Author(s): BELLINGER, P., ROBERTS, L., MORRIS, K., DERAVE, W., LIEVENS, E., KENNEDY, B., CHARLES, J., WACKWITZ, T., MCGILL, A., DUHIG, S., Institution: GRIFFITH UNIVERSITY, Country: AUSTRALIA, Abstract-ID: 1524

INTRODUCTION:
Elite rowers present with diverse physiological profiles (van der Zwaard et al. 2018; Fukuda et al. 2011; Alföldi et al. 2021) which may be due to, in part, variation in the underpinning muscle characteristics, such as muscle oxidative capacity, architecture, volume, typology and strength. Nonetheless, the extent to which these muscle characteristics explain rowing performance has not been determined in a systematic manner previously. In this study, we aimed to identify the skeletal muscle determinants of rowing performance and pacing in elite rowers.
METHODS:
22 well-trained rowers (13 male) completed a 7-stage incremental rowing ergometer test to determine rowing economy, the lactate threshold, lactate turn point and VO2peak. The final stage of the incremental test was a maximal effort, representing a 4-min time-trial and was recorded as the criterion dependent variable (i.e., 4 min TT). We also expressed the relative distance that was covered in each minute of the 4 min TT to investigate pacing strategy. Rowers also completed a series of strength and power assessments including loaded and unloaded squat jumps, an isometric mid-thigh pull and 1-repetition maximum (RM) pull up and 3-RM leg press.
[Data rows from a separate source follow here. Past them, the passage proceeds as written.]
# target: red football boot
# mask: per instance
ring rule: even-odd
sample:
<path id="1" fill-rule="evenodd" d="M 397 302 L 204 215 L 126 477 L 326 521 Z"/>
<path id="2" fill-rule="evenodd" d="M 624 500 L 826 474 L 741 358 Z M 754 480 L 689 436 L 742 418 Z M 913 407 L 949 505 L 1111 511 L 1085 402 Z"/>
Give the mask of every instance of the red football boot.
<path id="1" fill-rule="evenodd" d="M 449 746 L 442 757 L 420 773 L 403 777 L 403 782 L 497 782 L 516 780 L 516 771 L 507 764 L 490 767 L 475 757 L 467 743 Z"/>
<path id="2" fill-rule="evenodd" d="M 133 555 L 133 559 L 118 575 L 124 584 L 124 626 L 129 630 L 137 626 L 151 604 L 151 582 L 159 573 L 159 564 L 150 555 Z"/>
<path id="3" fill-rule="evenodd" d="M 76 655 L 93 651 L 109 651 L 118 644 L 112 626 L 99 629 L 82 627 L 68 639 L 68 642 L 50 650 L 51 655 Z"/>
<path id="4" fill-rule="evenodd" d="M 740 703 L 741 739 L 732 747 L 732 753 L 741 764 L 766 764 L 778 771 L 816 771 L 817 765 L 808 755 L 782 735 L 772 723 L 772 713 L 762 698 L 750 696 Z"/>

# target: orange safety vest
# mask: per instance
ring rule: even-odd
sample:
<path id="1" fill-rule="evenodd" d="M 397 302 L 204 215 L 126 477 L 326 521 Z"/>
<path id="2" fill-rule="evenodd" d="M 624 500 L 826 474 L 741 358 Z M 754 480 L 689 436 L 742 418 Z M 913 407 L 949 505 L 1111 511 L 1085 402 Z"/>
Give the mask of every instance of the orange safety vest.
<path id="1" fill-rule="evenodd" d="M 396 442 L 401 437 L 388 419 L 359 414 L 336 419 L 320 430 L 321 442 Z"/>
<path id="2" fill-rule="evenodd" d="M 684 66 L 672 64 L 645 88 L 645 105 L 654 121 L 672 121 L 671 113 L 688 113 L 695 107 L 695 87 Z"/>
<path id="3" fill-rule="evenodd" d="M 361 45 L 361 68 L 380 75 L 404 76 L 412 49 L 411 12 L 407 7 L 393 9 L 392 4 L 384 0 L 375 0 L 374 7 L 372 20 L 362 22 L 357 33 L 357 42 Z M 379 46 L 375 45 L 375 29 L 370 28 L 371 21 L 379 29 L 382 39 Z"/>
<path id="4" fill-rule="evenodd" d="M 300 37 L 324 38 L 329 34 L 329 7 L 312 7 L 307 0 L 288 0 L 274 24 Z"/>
Rowers underwent an assessment of body composition by dual-energy x-ray absorptiometry, magnetic resonance imaging of their thigh to determine volumes of the major hip- and knee-spanning muscle functional groups and diffusion tensor imaging to estimate muscle fascicle lengths, pennation angles and physiological cross-sectional area of the vastus lateralis (VL). Carnosine content was quantified by proton magnetic resonance spectroscopy in the soleus and expressed as a Z-score to estimate muscle typology. Data were analysed using multiple stepwise regression analysis.
RESULTS:
The majority of rowers had negative Z-score values (17/22; Z-score = -0.44 ± 0.85), indicative of a greater estimated proportion of type I fibres, with similar variation in both male and female rowers. Male rowers had greater normalized knee extensor muscle volume (19.2 cm3·kg−1) compared to female rowers (16.8 cm3·kg−1), while VL fascicle lengths were similar. When controlling for lean body mass and sex, muscle fascicle length in the VL, VO2peak and isometric mid-thigh pull peak force explained 82% of the variation in final stage of the incremental test (i.e., 4 min TT). Muscle typology was the only muscle characteristic that explained variation in pacing strategy, whereby rowers with a higher Z-scores (i.e., greater estimated proportion of type II fibres) started the 4 min TT more conservatively but covered a greater relative distance during the second half.
CONCLUSION:
In the context our study, these findings indicate that rowers should focus on increasing VL fascicle length, isometric mid-thigh pull strength and aerobic power. Muscle typology was associated with preferential pacing strategies and could be used to inform optimal boat crew pairings to maximise pacing and performance.